Budget 2019 India: The need of the hour is to establish parity in retirement products and NPS by including all retirement products under Section 80CCC, and exempt annuities from income tax.
Union Budget 2019 India: WITH a clear mandate, the newly elected government managed to restore investor sentiment and corporate confidence, almost right off the bat. With political uncertainty out of the picture now, industries are bracing themselves for positive reforms ahead of the Union Budget for the current financial year, which is to be presented in the Lok Sabha on July 5, 2019.
With the finance ministry having kicked off initial meetings to discuss key issues and priorities in this regard, there are some expectations that the frontrunners of the life insurance industry would eagerly be waiting for. In order to fuel domestic growth and infuse financial protection into the country’s massive insurable population, the time is now right for the Budget 2019 to address several key initiatives, benefits and incentives such as those listed below.
Ensure wider financial protection
The Indian life insurance industry is relatively under-penetrated. In order to align with its increasingly inclusive mandate of ensuring protection for all, it would be worthwhile to begin with a 12% GST tag for all life insurance products, (including term and others) along with input tax credit. For a large majority of Indians, protection is still not a pull product. It is therefore important to announce incentives that render a stronger attraction towards higher protection cover.
Scale up tax exemption limits under Section 80C
In order to drive greater life insurance penetration, an income tax incentive will help drive a behaviour change towards disciplined savings. The upcoming Budget needs to consider increasing the current limit of Rs 1.5 lakh to the tune of Rs 2.5 lakh to give a good push to insurance buying. An even better solution to heighten interest in the overall category would be creating a separate category within Section 80C for long-term savings and protection instruments.
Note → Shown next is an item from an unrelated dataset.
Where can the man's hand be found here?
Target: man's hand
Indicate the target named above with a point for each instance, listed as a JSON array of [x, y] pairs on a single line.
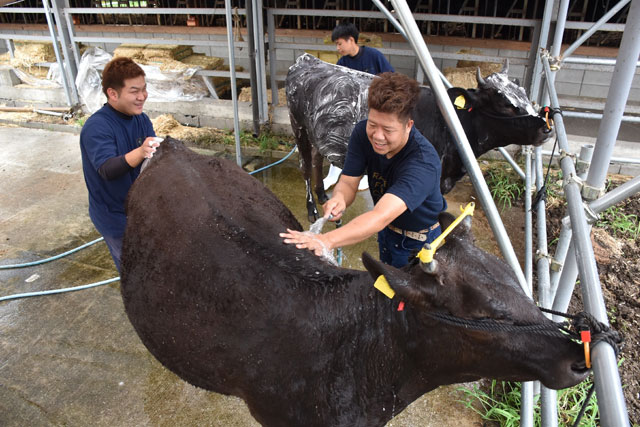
[[334, 208], [307, 240], [144, 151]]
Focus on incentivising retirement planning
One of the primary concerns for the Union Budget would be to turn the lens on initiating measures that encourage retirement planning. In India, with increase in average life expectancy, the population above 60 years is also rising constantly. By the year 2030, an expected 12.5% of the total Indian population will be above 60 years. Where on one hand life expectancy continues to grow at a steady pace, on the other hand our level of social security continues to deteriorate.
The need of the hour is to incentivise this agenda by establishing parity in retirement products and National Pension Scheme (NPS) by including all retirement products under Section 80CCC. Additionally, the finance ministry should also contemplate an increment of the tax exemption limit in this category from current Rs 50,000 to Rs 1 lakh and absolutely exempting annuities from income tax. This would not only help ensure a greater stream of defined income in retirement years but also enable financial independence for retirees in their golden years.
While the government has been extremely positive towards structural growth and potential grey swan events in the larger financial sector, a reformative push through the life insurance sector would constructively impact the real economy.